まず打席には、同じ高校所属である伊川が入った。

 

 

___カキン!

 

「カハハハ……ナイスキタセ!」

 

伊川をストレートだけでシングルヒットに抑えた北瀬を、轟は称賛していた。

今の所、伊川をマトモにアウトに出来た事があるのは、練習試合を含めても北瀬しかいない。

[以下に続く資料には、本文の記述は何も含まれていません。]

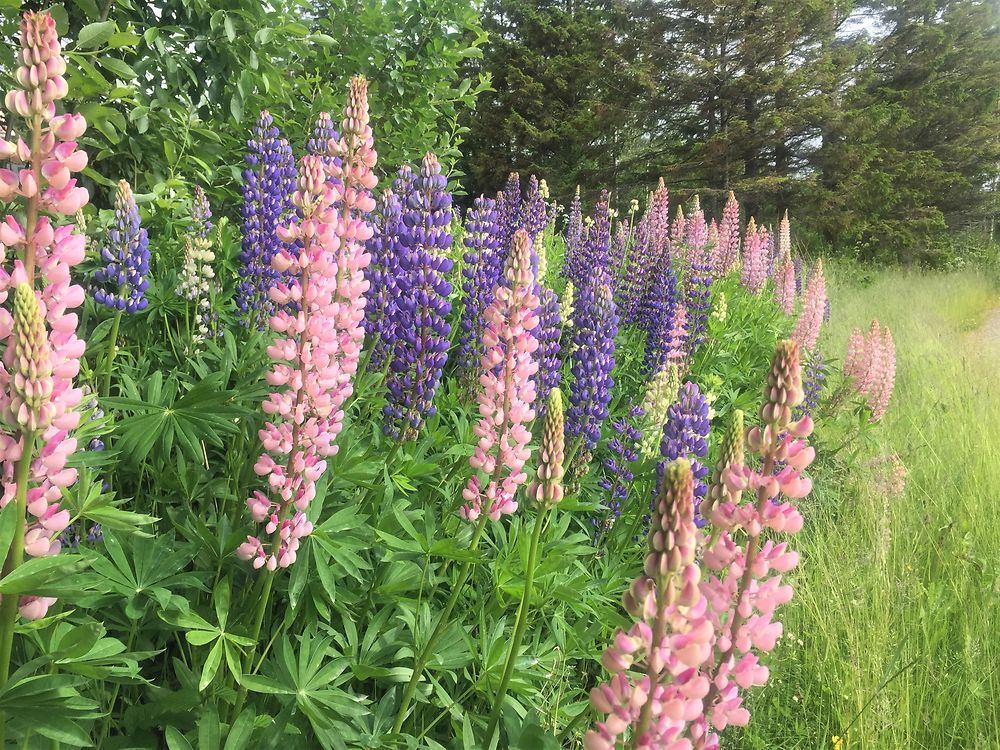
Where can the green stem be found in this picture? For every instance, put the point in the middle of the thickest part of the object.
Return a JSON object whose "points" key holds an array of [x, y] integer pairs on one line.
{"points": [[520, 625], [114, 693], [263, 599], [14, 558], [110, 357], [421, 659]]}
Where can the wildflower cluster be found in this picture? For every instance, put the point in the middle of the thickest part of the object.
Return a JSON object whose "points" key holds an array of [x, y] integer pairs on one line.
{"points": [[870, 367]]}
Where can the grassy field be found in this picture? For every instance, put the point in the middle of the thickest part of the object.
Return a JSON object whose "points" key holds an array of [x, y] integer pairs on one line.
{"points": [[893, 639]]}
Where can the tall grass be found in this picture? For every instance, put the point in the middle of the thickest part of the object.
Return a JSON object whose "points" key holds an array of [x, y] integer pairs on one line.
{"points": [[893, 638]]}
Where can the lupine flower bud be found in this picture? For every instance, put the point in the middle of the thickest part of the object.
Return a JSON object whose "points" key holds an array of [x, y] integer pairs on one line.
{"points": [[566, 304], [122, 283], [726, 252], [547, 488], [756, 258], [677, 230], [870, 367], [660, 394], [721, 308], [658, 683], [810, 320], [784, 386], [31, 365], [646, 259], [698, 296], [685, 435], [549, 330], [482, 272], [508, 392], [197, 278], [785, 290], [508, 212], [574, 237], [696, 230]]}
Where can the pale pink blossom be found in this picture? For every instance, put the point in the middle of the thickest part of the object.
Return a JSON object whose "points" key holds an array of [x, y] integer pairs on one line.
{"points": [[807, 328], [506, 399], [42, 353], [726, 251], [755, 258], [319, 338]]}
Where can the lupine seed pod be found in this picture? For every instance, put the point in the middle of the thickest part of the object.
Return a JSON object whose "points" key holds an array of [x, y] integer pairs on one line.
{"points": [[784, 386], [726, 253], [547, 487], [731, 453], [657, 665]]}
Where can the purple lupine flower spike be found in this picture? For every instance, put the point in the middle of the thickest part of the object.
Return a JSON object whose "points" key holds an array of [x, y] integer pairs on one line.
{"points": [[685, 435], [122, 283], [508, 210], [574, 237], [482, 271], [383, 271], [698, 279], [595, 324], [269, 181], [617, 476], [657, 315], [813, 381], [421, 347]]}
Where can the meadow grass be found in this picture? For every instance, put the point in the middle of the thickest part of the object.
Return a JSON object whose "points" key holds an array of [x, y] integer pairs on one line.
{"points": [[893, 638]]}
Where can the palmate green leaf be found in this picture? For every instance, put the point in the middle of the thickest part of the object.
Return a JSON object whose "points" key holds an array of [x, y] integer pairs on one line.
{"points": [[211, 666], [94, 34], [48, 704], [118, 68], [241, 731], [176, 740], [205, 412], [42, 575]]}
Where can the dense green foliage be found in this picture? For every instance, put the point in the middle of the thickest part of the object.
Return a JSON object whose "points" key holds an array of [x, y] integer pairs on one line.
{"points": [[171, 87], [877, 121]]}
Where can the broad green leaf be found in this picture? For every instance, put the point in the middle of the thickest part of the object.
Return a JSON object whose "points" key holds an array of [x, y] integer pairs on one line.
{"points": [[211, 666], [117, 67], [176, 740], [38, 573], [241, 731], [94, 34]]}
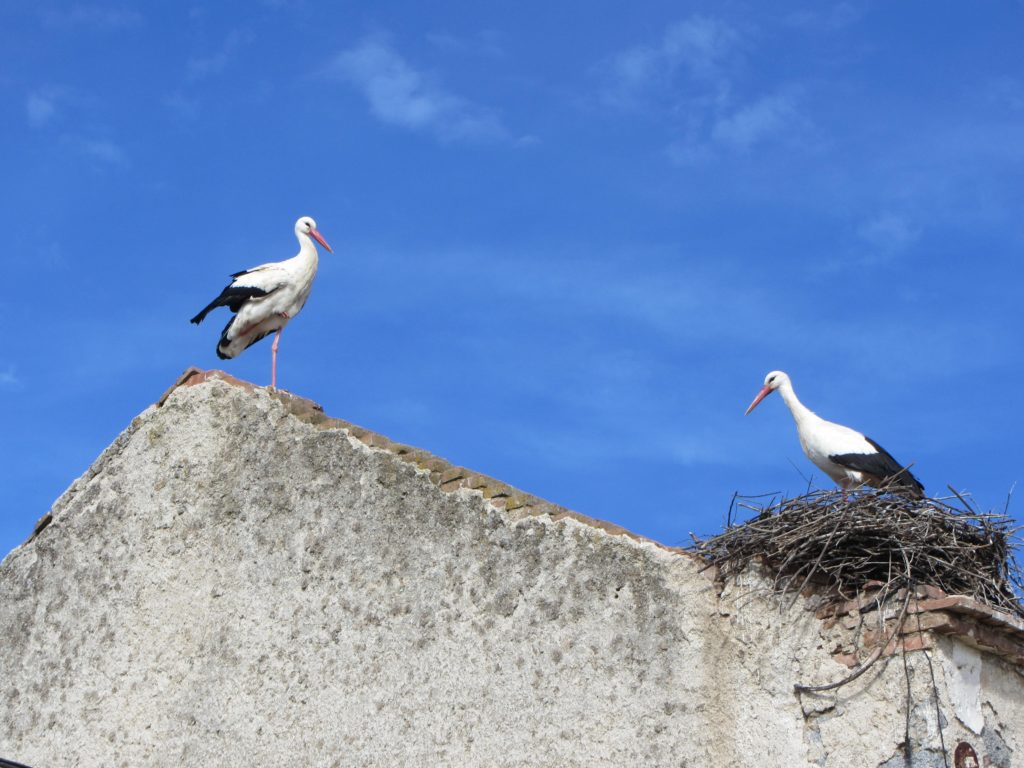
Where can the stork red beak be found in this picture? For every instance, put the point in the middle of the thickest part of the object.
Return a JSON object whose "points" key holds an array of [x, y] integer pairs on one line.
{"points": [[320, 239], [765, 391]]}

北瀬の影に隠れているが、伊川だってメジャー級の選手なのである。

 

 

「すっごい、やっぱり伊川くんは物が違いますね……!」

「北瀬くんだって手は抜いてないのに……アレが何で打てるんでしょう?」

「守備の粗さはあれど、伊川くんはスタメン入り確定ですね」

 

 

 

 

2番目のバッターは、大阪桐生クリーンナップの赤川。

北瀬や轟が出現する前は、高校最強スラッガーになると称されていた選手である。

 

 

___バシッッ!

 

「アウト!」

 

「北瀬くんは、やっぱりアウトを取りましたね」

「いやー彼は世紀の天才でしょ、ストレート縛りが無ければもっと凄いと考えるとヤバいっすね」

 

 

 

3番目のバッターはCL学園の遠本。

強力なバッターだがプライドが高く、ゆるゆる野球部所属の薬師野球部メンツからめちゃくちゃ怖がられている。

 

 

___バシッッ!

 

「アウト!」

 

だがMAX165km相手なので、簡単にアウトを取られてしまった。

まあ100億円超えの超大型契約を提案される程のピッチャーが相手では仕方ないだろう。

 

 

……

 

 

ファイブアウトランナー1塁で、最後のバッターは轟。

ピッチャー北瀬と同じチームのバッターで、高校最強と呼ばれるスラッガーである。

 

 

___ガギーン!

 

「アウト!」

 

危うく長打になりそうな球だったが、センターの原が上手く捌いてアウト。

薬師高校の野手陣相手だったら、ランニングホームランだったかもしれないが……流石はU-18日本代表候補と言った所だろう。

 

 

「いやー轟くん良いですねぇ! あんな剛速球に合わせられるとは!」

「同じチームで打ち慣れているとはいえ、中々出来る事ではないですよ。やっぱりDHは彼に決定ですね」

「流石は、来年のドラフトの目玉候補の1人と言った所ですかねぇ」

「1番は、明らかに北瀬くんでは?」

「彼はメジャーとの契約が決まりそうらしいですよ?」

『マジっすか……』

 

 

U-18代表候補の35人が、己の実力を見せつけ合った今日。

薬師野球部の5人も(崩壊守備も含めて)自分達の実力を示しきった様だ。

 

明後日には、北海道ツナの2軍と戦うイベントがある。

その試合に出られれば、ベンチ入りメンバーへの昇格が見えてくるだろう。

 

彼ら薬師野球部の2年生達は、見事U-18代表に選ばれる事が出来るのだろうか?

……特に適正ポジションのDH枠が空いてない三島は、頑張って欲しい。